Bass fish, a warm-water species, were transplanted into Boundary Dam reservoir decades ago, and are a popular attraction. If Boundary Dam Power Station shuts down and is not replaced in an immediate fashion with nuclear on the same reservoir, those fish will likely die from the cold. Asked if the non-native fish are a consideration, Klein-Bentley said, “Oh, yeah. There’s lots of studies being that are underway in regards to the bass.”

“There are a lot of studies underway, not even regards to this project, (but in) regards to monitoring those species. And what would happen if coal away? Would they be able to survive? You know, what would happen like that?”

Similar studies are being done to see what the impact would be adding all that heat to Boundary, Rafferty or Lake Diefenbaker.

However, they aren’t currently looking at the impacts of four units ending up at the same site, she said, but rather just the first two.

Collaboration on SMRs

Given Saskatchewan has never built or run a grid-scale nuclear reactor before, how much close collaboration does SaskPower have with other nuclear operators? McGregor replied, “One of the really important parts about our SMR file is that we are collaborating with experienced nuclear operators. So you know, Bruce Power, New Brunswick Power, OPG, TVA. At what level? I’m not part of those conversations, but like, what conversations like what  did you guys think for this land criteria?
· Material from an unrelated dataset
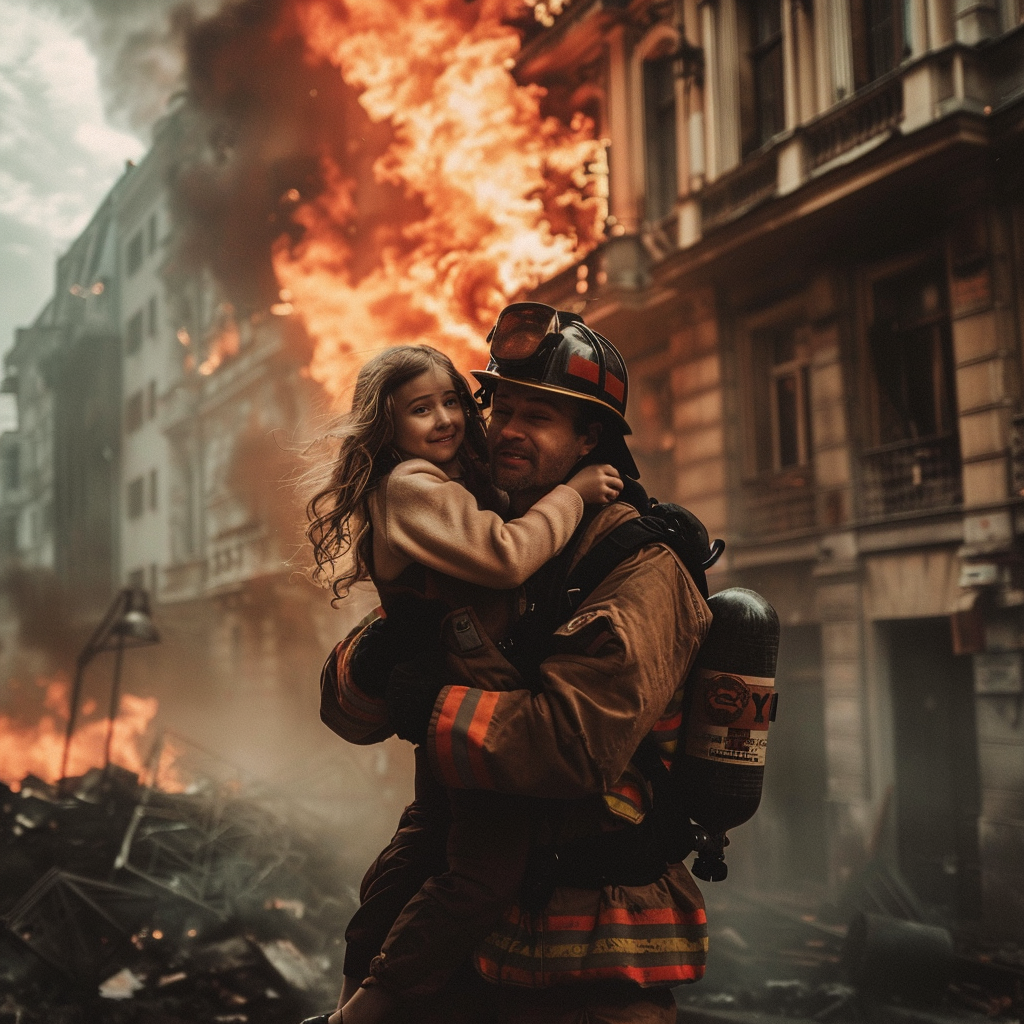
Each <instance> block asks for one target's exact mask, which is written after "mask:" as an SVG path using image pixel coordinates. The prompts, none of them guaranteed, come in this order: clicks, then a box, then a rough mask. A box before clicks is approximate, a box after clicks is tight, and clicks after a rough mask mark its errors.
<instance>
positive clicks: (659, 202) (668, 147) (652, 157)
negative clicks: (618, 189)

“So, I’m sure those conversations are happening, if they haven’t started, they will likely start soon. But there’s a lot of insight that we’ve gained from working with OPG and New Brunswick Power on what it is to be a nuclear operator in Canada, what it is to navigate the regulatory process in Canada and have gained a lot of insight, really, at the front end here about what the scope even looks like. And we’re going to continue to work with these operators as our whole project proceeds. We’re not going in alone by any stretch.”